Now, consider another point. When your photographer takes those pictures, he will have metered the light, and done everything so that he captured the photo right the first time. In other words, he isn't going to do any post-processing. At least, he isn't if he is worth the money. Every image that can go directly from the camera to the printer will only cost the price of the media plus a percentage of the equipment costs and hourly wage that it took to capture the image. As soon as you have decided to add Uncle EarlJoeBobJim, you have added in labor for post-processing. So, if you figure out how much per hour it cost to have the photographer on site, you can now add an hour or two worth of labor for each image that you want your precious uncle in the picture.

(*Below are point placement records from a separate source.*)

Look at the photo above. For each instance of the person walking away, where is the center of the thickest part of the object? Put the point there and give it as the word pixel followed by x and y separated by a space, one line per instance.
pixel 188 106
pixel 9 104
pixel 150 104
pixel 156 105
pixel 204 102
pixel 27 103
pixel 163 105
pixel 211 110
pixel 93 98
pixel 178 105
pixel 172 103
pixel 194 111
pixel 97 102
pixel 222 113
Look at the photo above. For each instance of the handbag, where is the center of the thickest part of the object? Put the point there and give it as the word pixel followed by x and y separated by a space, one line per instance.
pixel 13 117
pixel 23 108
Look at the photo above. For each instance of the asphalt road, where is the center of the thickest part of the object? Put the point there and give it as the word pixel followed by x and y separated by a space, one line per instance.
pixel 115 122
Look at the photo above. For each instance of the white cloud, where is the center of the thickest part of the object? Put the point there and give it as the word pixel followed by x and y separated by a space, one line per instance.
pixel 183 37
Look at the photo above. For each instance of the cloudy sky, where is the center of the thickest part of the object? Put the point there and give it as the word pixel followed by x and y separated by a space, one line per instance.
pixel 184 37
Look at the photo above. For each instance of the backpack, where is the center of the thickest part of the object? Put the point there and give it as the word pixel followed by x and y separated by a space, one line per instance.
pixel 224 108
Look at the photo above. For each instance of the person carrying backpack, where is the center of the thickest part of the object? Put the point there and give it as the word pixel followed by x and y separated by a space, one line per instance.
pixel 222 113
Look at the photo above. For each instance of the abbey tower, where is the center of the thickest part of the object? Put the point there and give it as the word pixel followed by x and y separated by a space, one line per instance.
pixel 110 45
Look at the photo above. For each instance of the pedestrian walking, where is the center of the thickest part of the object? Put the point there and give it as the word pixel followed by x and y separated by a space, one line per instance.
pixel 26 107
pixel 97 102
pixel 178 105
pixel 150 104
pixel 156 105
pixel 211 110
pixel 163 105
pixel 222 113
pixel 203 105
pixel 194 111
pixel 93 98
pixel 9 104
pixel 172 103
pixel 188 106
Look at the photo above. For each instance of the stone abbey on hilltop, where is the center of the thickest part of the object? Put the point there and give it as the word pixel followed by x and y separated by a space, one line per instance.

So, say you get the photographer to agree, and you go through the pain of locating a suitable image of your uncle, and the photographer does the color-correction and photoshop work that makes it look like your uncle really was standing second row so that he could shove his hard cock into your niece’s back like usual. Say he does a fantastic job, and everyone he shows can't pick out the person in the picture that wasn't in the original shot.
You still won't like it.
Why?
Because he wasn't fucking there!
You know he wasn't there. You know it, and your memory will keep revealing the lie. You won't be happy with the picture, and you will be disappointed in the photographer. So, save yourself the trouble and remember, "Photos don't replace memories."